Sorry that was long!!

R. in Canada
marysienka.blogspot.com

Random said...

Life goals... mine are simply stated and almost impossible to actually do. I want to get my PhD in cancer research, and I want to live a sustainable and environmentally-friendly lifestyle. Yes, to the point of growing food and using reusable everything and buying the fancy groceries. Eventually. If I ever have money.

As for the transition... transitions are always hard, even when you're heading for something you know is right for you and your family. And sometimes they take longer than you think they will. Much longer. Ridiculously longer.
But maybe it's a good thing that you can't find something - a new job, a new house - that will suffice. Maybe that's good, because if you don't take something that "will do," maybe something will come along that is perfect, instead.
Maybe. Or maybe life is sometimes just difficult so that we can learn to love what we do have (a lesson I get from your family on a daily basis). If so, then come on already, new opportunities! The Smith family is ready!

Anonymous said...

I find transitions rough, too. Anticipating big changes is especially difficult, because there's nothing to DO but wait and dread...when the moment comes, you can face it head on, but until then, you just have to wait and know that you have the fortitude to face the future.

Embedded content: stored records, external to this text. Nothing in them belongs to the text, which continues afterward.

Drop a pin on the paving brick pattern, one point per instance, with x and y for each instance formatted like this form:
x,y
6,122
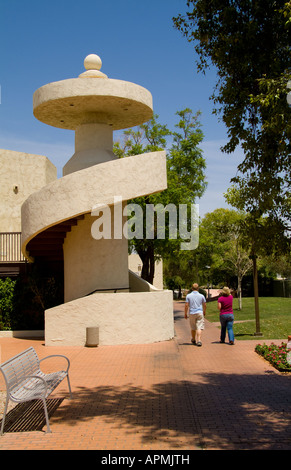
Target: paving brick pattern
x,y
163,396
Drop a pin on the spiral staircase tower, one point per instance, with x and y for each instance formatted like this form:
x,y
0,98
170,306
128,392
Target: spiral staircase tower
x,y
57,220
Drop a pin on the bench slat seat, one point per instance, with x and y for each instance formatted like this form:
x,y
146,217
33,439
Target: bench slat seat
x,y
25,381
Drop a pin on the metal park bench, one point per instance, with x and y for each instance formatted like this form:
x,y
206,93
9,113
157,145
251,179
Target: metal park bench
x,y
25,381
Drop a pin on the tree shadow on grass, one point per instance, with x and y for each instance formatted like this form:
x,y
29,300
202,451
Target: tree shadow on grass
x,y
225,411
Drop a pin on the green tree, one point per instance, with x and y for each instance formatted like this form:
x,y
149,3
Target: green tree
x,y
221,247
185,175
249,44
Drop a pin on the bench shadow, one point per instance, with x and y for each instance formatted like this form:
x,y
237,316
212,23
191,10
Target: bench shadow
x,y
29,416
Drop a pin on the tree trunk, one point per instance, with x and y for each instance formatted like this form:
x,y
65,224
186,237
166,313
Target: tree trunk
x,y
239,291
148,264
256,295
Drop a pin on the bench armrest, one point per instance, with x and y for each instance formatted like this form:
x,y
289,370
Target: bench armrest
x,y
39,378
57,355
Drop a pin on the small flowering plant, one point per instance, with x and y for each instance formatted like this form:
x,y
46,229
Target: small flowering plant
x,y
278,356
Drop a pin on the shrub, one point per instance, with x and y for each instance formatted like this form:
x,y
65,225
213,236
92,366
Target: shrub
x,y
7,286
275,355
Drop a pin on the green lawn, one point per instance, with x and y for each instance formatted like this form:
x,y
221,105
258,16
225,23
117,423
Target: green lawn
x,y
275,317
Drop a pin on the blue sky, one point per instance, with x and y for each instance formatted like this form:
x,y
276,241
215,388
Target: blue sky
x,y
43,42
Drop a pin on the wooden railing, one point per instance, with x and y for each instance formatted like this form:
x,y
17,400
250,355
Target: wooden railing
x,y
10,247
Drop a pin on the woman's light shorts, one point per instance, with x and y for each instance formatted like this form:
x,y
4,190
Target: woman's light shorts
x,y
196,321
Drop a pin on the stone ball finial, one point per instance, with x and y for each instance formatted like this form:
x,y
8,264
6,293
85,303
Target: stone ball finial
x,y
93,64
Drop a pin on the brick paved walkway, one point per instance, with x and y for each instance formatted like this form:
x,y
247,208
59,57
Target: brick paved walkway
x,y
162,396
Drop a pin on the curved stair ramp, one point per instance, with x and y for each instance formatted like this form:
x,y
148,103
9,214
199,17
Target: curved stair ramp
x,y
58,221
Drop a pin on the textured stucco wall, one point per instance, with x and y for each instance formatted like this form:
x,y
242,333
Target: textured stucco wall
x,y
91,264
123,318
27,172
77,193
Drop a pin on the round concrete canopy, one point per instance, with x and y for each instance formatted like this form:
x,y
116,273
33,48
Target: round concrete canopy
x,y
92,98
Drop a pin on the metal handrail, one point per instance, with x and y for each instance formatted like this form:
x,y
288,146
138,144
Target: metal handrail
x,y
10,247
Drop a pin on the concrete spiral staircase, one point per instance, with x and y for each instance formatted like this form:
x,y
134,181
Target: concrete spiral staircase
x,y
57,220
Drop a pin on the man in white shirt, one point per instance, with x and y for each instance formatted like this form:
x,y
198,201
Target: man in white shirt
x,y
196,304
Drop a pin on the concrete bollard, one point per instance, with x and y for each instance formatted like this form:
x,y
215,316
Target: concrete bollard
x,y
92,336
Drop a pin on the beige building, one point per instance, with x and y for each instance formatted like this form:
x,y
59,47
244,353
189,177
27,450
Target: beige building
x,y
21,174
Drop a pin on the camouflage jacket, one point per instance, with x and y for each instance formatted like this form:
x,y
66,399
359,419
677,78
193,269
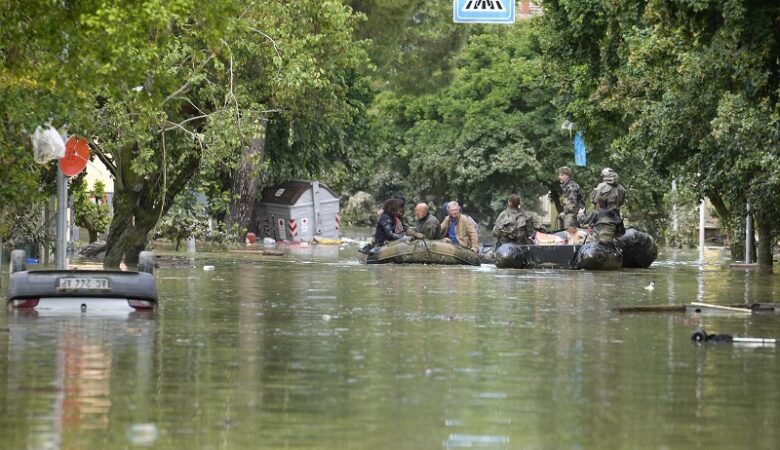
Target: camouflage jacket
x,y
514,225
465,231
571,197
614,195
429,226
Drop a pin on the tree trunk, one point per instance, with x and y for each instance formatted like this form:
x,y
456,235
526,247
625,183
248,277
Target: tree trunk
x,y
127,233
733,225
244,189
764,246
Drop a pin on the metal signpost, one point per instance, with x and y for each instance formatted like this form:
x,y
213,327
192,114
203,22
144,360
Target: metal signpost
x,y
483,11
74,161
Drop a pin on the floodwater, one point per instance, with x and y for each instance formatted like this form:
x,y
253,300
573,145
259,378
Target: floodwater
x,y
315,350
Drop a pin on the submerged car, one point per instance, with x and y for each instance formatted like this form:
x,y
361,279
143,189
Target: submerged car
x,y
82,291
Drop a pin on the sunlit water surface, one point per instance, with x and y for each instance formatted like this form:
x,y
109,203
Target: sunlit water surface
x,y
315,350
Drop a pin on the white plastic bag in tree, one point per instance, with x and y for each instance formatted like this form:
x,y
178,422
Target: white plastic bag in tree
x,y
47,144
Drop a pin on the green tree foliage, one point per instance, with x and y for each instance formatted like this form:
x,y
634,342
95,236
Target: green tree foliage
x,y
491,132
413,43
690,89
186,218
91,208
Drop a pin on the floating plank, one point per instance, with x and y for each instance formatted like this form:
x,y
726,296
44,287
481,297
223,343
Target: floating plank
x,y
708,308
699,308
650,309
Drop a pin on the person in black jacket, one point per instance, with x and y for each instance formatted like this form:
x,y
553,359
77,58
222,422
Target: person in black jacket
x,y
389,226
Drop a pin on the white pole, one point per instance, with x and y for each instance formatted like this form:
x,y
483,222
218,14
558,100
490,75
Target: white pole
x,y
748,237
62,206
674,208
701,230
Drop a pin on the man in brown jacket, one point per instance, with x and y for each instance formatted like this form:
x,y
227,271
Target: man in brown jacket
x,y
459,228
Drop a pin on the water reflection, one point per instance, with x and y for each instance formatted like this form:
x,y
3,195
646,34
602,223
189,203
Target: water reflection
x,y
65,370
314,350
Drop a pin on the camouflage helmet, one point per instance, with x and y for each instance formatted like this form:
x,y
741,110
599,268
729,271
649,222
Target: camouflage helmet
x,y
609,175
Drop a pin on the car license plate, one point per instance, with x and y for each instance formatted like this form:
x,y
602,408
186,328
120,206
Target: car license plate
x,y
84,283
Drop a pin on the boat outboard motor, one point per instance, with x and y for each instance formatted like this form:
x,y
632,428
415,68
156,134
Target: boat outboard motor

But as for Sarah's hearing aids, I think they will make her transition easier rather than harder. It's much, much easier to fit in when you can clearly hear and understand everything going on around you! (This I know from experience.) And while eighth graders can be difficult, they can also be unexpectedly kind.

JG from WI

Karen H - Hammond, IN said...

I needed an almost-midnight snack and decided to sit in front of the desktop to consume it... can you believe I just had Little Debbie Snack Cakes? The Swiss Rolls to be precise!

Angie said...

You may worry "in advance" but lucky for you -- and those of us who share your worrying habits ;] -- our God works in advance. We may not know what tomorrow holds, but we know who holds tomorrow. Praying for you to feel the peace that passes all understanding. His grace is sufficient.